BACH AT LEIPZIG (People’s Light): 60-second review

Jabari Brisport, Danny Gardner, and Stephen Novelli in BACH AT LEIPZING at People’s Light & Theatre Company (Photo credit: Mark Garvin)
A swordfight choreographed by Samantha Bellomo and featuring the balletic Gardner—whose precise movements and aristocratic bearing evoke the Baroque era and evince his long training in dance—draws major laughs and gasps of delight from the audience. Pictured: Jabari Brisport, Danny Gardner, and Stephen Novelli (Photo credit: Mark Garvin)

People’s Light & Theatre Company pairs Itamar Moses’s uber-witty historical farce BACH AT LEIPZIG with the zaniness of director Pete Pryor: the result is a hilarious, intelligent production loaded with rapid-fire laughs, scholarly references, and provocative ponderings about religion, political philosophies, and compositional structure versus form. A coterie of musicians (all named Georg or Johann) gather in 1722 in the narthex of Leipzig’s Thomaskirche, where they have come to compete for the position of church organist. A lofty set (Roman Tatarowicz) and rich costumes (Marla Jurglanis) recreate the late Baroque period; details include the floor tomb of 17th-century German composer Sebastian Knüpfer, Leipzig’s director of music. Jorge Cousineau’s sound design brings clarity to the actors’ words and the integral background organ.

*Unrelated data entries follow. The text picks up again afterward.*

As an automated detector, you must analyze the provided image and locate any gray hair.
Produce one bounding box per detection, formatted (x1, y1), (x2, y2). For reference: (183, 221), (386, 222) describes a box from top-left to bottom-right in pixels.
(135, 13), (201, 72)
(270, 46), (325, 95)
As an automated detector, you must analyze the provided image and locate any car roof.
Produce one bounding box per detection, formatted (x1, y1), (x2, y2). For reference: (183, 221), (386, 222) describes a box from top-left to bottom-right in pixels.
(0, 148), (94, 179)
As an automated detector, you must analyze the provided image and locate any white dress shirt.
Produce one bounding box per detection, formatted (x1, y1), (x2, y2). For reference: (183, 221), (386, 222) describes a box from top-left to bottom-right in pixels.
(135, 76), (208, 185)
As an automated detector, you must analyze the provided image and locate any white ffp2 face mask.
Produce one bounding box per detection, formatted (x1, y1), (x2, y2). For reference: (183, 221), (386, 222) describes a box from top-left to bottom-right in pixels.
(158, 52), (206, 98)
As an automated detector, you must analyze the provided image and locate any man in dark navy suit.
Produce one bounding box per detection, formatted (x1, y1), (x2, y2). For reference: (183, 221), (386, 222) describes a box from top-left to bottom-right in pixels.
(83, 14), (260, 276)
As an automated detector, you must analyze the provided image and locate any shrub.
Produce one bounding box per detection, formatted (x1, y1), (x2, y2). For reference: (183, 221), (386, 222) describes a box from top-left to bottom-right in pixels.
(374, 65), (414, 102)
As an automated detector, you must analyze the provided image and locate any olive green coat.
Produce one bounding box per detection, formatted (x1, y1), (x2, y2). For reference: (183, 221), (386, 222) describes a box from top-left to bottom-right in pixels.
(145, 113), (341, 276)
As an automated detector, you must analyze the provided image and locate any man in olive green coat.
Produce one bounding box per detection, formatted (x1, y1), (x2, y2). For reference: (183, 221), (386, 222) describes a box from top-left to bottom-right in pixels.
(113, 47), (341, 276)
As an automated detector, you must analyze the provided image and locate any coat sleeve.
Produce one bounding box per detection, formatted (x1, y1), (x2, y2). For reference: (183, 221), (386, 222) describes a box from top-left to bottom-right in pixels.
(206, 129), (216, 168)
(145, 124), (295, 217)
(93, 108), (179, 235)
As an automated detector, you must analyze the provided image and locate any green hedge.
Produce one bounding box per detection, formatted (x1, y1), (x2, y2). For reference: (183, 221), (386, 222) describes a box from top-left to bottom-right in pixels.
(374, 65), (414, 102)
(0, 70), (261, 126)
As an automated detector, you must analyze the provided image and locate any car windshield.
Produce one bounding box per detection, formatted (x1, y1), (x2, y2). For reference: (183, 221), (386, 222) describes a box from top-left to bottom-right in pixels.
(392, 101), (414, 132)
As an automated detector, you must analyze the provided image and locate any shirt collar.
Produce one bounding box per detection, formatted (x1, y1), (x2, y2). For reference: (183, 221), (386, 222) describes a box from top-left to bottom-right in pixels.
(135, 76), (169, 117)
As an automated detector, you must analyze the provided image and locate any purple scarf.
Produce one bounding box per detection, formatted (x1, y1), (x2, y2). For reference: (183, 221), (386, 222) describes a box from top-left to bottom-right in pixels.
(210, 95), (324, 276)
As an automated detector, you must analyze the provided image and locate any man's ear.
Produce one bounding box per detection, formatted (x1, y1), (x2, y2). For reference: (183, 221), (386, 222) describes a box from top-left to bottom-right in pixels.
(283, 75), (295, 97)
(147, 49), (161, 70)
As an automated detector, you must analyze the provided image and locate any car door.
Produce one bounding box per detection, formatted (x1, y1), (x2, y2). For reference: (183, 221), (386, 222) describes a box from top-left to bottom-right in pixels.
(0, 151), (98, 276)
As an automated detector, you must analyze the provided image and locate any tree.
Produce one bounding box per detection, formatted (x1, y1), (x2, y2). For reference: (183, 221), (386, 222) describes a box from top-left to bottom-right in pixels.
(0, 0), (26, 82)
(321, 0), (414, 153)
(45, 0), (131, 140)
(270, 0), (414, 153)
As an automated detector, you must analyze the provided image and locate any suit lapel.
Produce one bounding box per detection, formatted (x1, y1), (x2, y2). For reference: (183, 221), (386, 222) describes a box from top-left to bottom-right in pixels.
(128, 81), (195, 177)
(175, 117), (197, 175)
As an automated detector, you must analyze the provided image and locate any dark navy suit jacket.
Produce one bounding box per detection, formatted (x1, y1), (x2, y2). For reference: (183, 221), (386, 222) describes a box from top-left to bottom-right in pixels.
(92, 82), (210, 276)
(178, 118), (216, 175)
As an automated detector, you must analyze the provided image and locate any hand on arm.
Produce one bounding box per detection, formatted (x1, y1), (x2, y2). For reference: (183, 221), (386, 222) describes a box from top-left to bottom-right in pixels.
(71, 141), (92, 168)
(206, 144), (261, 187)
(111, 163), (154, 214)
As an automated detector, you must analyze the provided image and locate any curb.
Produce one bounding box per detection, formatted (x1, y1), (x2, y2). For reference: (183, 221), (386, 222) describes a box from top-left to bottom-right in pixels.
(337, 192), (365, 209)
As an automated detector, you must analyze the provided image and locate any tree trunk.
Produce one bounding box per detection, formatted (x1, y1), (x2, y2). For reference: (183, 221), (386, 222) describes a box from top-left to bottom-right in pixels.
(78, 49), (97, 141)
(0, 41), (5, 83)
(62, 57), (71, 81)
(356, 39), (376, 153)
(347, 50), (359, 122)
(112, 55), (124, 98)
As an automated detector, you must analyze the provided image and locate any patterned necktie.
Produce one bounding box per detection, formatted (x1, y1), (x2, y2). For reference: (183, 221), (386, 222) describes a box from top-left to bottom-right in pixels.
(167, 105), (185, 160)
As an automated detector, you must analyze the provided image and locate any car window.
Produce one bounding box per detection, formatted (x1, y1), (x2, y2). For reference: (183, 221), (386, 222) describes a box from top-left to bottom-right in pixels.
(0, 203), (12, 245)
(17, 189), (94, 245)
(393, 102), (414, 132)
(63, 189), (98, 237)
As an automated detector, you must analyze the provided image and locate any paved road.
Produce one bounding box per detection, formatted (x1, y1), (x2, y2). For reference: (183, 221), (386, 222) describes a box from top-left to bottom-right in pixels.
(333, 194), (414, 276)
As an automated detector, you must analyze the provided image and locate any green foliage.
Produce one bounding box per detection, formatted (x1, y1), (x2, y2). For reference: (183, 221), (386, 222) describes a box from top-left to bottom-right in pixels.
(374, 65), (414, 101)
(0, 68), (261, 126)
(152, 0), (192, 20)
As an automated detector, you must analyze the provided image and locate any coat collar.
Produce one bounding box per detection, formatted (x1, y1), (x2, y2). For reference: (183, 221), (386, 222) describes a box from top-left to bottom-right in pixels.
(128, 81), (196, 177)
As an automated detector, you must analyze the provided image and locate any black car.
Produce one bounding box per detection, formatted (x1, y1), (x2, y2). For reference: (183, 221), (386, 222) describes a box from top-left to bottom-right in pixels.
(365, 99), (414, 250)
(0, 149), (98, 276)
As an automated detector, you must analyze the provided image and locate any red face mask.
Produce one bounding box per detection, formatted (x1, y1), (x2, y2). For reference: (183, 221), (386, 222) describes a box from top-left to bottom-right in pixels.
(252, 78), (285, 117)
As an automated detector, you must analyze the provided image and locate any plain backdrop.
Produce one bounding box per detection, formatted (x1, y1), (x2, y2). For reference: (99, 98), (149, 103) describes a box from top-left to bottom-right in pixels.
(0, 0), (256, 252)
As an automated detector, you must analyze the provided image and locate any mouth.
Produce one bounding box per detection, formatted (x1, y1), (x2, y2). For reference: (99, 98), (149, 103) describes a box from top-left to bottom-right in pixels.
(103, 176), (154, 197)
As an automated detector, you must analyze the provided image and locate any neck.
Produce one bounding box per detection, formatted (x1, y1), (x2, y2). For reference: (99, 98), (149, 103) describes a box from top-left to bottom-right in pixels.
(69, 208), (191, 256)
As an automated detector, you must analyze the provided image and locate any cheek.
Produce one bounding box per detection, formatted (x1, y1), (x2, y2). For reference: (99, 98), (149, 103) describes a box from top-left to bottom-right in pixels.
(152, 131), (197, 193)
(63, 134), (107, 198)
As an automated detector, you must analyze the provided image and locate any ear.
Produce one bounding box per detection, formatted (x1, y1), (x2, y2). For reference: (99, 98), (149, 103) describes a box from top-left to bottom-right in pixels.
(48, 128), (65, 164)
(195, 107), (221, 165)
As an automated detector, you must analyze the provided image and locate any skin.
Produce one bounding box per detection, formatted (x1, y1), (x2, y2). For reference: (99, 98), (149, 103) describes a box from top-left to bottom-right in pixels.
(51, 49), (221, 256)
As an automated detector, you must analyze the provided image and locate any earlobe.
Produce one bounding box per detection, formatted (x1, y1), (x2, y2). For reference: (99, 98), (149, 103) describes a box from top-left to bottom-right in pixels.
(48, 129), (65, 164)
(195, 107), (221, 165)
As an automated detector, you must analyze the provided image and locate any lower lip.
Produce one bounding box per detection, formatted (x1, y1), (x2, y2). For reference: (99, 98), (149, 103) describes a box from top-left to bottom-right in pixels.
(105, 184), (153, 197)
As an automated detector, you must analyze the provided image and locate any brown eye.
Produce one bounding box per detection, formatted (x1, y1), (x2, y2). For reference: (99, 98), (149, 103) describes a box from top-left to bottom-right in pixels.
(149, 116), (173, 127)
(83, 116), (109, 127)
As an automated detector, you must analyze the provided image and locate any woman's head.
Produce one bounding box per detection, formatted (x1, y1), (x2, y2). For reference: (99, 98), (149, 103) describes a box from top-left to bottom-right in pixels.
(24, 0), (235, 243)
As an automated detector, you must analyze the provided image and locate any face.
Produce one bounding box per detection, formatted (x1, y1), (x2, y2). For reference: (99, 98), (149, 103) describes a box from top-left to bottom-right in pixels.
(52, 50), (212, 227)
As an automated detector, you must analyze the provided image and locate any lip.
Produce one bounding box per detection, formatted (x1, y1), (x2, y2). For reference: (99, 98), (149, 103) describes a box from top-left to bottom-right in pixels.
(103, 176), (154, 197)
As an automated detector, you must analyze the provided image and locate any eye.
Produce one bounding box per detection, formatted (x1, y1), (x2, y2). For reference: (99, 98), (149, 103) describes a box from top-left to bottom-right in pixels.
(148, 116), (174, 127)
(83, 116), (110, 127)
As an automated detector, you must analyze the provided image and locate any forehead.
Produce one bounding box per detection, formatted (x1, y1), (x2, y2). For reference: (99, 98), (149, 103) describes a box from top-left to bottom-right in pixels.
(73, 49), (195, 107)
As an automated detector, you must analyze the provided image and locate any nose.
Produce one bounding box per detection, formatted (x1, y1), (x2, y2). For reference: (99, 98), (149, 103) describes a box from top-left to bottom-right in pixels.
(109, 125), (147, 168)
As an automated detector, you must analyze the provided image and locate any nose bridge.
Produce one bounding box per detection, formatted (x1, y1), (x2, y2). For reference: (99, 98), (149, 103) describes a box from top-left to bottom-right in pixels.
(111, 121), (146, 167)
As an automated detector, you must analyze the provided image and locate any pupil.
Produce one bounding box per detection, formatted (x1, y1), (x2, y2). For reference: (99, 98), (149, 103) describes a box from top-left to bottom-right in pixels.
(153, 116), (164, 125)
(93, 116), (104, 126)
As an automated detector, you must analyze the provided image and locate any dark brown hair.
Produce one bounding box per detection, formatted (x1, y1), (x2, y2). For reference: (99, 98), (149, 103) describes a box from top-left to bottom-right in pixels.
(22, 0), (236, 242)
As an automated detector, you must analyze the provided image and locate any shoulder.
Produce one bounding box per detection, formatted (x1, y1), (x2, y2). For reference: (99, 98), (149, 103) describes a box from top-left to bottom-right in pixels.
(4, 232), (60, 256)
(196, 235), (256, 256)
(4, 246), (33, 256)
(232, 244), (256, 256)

An opening curtain speech in long-winded German introduces the wacky tone. Goofy sight gags punctuate the fast-paced humor: Johann Christoph Graupner (David Ingram) extends a postmodern retractable handle on a wheeled suitcase; Johann Martin Steindorff (Danny Gardner) falls flat on his face after a night of excess; Georg Lenck (Jabari Brisport), a dexterous pickpocket, appears in drag—the only clothes he has left after he’s gambled away everything. The clever script (loosely based on an actual event) translates the musical format of a six-part fugue into a theatrical comedy: The characters enter successively, reading aloud their letters to home; interweaving repeated themes and running jokes culminate in a complex polyphonic climax with the entire cast on stage, each character delivering a different contrapuntal monologue. [People’s Light & Theatre Company Steinbright Stage, 39 Conestoga Road, Malvern, PA]; July 9-August 10, 2014; peopleslight.org.